In order to get control over the non-intended handling of GBL and 1,4-butanediol, the
substances should therefore be classified as products harmful to health. As explained
above, this would lead, among other things, to it being unlawful for example to
manufacture and possess the substances without a special licence, unless an exception to
the requirement for a licence has been granted in provisions. It would also result in the
possibility of forfeiture where they are found in the possession of someone who does not
have the right to possess them. However, to have to apply for a licence for every single
instance of use would, for example, make it unacceptably more difficult for industry to
use the substances. Therefore, where it is possible to achieve a satisfactory level of
control without the need for a licence it is the intention to allow exceptions to the
requirement for a licence by means of provisions.
The licensing authority could thus lay down exceptions to the requirement for a licence
provided, for example, that the substance is held for its intended purpose, e.g. cleaning or
the manufacture of cleaning agents, or that it is denatured in a particular way. The
provisions may also contain rules relating, for example, to the storage of the substances
and the keeping of records in order to be able to control their use. It is the intention for
the provisions to allow as many exceptions as possible to the requirement for a licence to
handle the substances – in order, for example, not to make it unnecessarily more difficult
for industry to use the substances and also to reduce the workload and costs of the
competent authority in connection with the issuing of licences.

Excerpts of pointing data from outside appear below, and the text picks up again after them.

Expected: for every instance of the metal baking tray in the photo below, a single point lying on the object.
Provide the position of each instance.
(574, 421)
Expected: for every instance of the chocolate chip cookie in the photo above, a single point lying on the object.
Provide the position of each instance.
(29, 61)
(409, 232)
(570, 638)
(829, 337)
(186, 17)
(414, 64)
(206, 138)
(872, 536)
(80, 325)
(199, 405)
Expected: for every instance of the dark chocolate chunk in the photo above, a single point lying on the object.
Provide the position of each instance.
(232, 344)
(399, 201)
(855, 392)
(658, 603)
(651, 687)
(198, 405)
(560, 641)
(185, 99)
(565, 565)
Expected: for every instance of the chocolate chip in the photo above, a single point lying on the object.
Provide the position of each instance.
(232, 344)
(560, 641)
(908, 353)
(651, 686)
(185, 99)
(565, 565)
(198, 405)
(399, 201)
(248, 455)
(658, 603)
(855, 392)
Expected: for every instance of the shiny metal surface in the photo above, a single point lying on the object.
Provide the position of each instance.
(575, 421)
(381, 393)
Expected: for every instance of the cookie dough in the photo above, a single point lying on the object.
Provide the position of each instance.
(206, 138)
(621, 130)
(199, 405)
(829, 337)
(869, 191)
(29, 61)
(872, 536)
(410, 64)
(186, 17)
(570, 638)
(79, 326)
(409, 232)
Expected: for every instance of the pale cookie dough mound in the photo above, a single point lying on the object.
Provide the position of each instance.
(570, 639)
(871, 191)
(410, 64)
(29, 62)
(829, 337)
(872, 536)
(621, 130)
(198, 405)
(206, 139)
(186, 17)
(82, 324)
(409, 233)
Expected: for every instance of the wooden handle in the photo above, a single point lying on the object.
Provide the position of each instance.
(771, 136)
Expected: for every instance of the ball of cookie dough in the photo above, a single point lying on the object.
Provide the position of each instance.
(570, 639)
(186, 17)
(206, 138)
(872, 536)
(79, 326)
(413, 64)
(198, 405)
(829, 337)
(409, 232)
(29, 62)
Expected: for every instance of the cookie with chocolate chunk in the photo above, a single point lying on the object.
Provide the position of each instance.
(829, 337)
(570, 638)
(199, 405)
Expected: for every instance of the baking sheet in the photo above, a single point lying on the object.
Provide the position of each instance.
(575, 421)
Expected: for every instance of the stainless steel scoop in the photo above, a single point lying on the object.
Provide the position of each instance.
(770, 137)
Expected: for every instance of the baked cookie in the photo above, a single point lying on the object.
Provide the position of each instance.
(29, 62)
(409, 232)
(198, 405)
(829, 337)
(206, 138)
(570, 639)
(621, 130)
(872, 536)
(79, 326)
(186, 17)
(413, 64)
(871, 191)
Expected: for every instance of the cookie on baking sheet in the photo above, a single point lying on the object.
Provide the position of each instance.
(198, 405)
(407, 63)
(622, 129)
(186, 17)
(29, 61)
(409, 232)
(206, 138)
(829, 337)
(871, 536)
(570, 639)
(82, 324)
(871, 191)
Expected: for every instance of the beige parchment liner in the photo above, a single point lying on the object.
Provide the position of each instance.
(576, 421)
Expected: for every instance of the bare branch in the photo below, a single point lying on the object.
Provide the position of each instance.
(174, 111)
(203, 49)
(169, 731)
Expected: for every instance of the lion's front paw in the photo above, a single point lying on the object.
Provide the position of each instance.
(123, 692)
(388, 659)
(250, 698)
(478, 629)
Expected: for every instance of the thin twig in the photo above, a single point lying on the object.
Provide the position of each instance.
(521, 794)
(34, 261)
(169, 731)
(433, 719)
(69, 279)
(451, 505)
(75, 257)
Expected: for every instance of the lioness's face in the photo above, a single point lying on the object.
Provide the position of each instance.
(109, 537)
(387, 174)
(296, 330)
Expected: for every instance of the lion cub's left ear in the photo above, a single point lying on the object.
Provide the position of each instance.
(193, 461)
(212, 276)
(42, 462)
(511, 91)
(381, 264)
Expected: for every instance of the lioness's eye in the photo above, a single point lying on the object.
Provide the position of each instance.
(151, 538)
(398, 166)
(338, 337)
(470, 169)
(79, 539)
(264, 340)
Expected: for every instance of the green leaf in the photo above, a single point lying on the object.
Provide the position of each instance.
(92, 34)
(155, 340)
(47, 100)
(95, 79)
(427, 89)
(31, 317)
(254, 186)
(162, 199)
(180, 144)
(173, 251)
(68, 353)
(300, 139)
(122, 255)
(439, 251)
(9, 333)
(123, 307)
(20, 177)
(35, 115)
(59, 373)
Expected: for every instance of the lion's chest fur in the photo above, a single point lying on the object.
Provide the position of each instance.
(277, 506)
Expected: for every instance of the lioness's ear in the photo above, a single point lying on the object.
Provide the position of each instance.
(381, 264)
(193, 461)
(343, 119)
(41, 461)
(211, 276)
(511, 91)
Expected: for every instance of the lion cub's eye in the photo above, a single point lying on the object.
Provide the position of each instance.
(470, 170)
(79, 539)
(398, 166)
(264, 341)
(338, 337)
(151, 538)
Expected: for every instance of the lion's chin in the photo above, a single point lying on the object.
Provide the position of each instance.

In accordance with the draft, fees shall not be charged for handling applications. The
Medical Products Agency has declared that applications will be dealt with promptly. The
industry’s trade organisations have not put forward any objections to the draft.
It is not deemed possible to use measures less radical than a requirement for a licence –
with the possibility of allowing exceptions to the requirement for a licence by means of
provisions – in order to attain adequate protection for human life and health. The
possibility of withdrawing an issued licence, for example, is a more effective sanction
having a greater deterrent effect than a punishment, and this possibility would not exist if
the requirement imposed on handling the substances consisted instead of registration or
notification. If registration or notification were a sufficient criterion for handling the
substances it would give rise to difficulties regarding proof, for example with regard to
forfeiture of the substances. A less far-reaching requirement than that laid down in the
Act banning certain substances that are harmful to health would therefore not be
sufficiently effective to be able to achieve adequate protection of life and health.
The proposed regulations aim to protect public health. They are general and do not entail
any form of discrimination or concealed restriction of trade between Member States. The
draft does not result in a ban on all use of the substances classified. On the contrary, they
will continue to be able to be used within industry, for example. The proposed regulations
will contribute to, and are necessary for, protecting public health. Less radical measures
would not protect life and health to the necessary extent. The draft is therefore
proportional with regard to the objectives sought, i.e. in balancing the protection of public
health against the free movement of goods and services. In this connection it can also be
mentioned that Italy has regulated GBL and Norway has regulated both GBL and 1,4butanediol.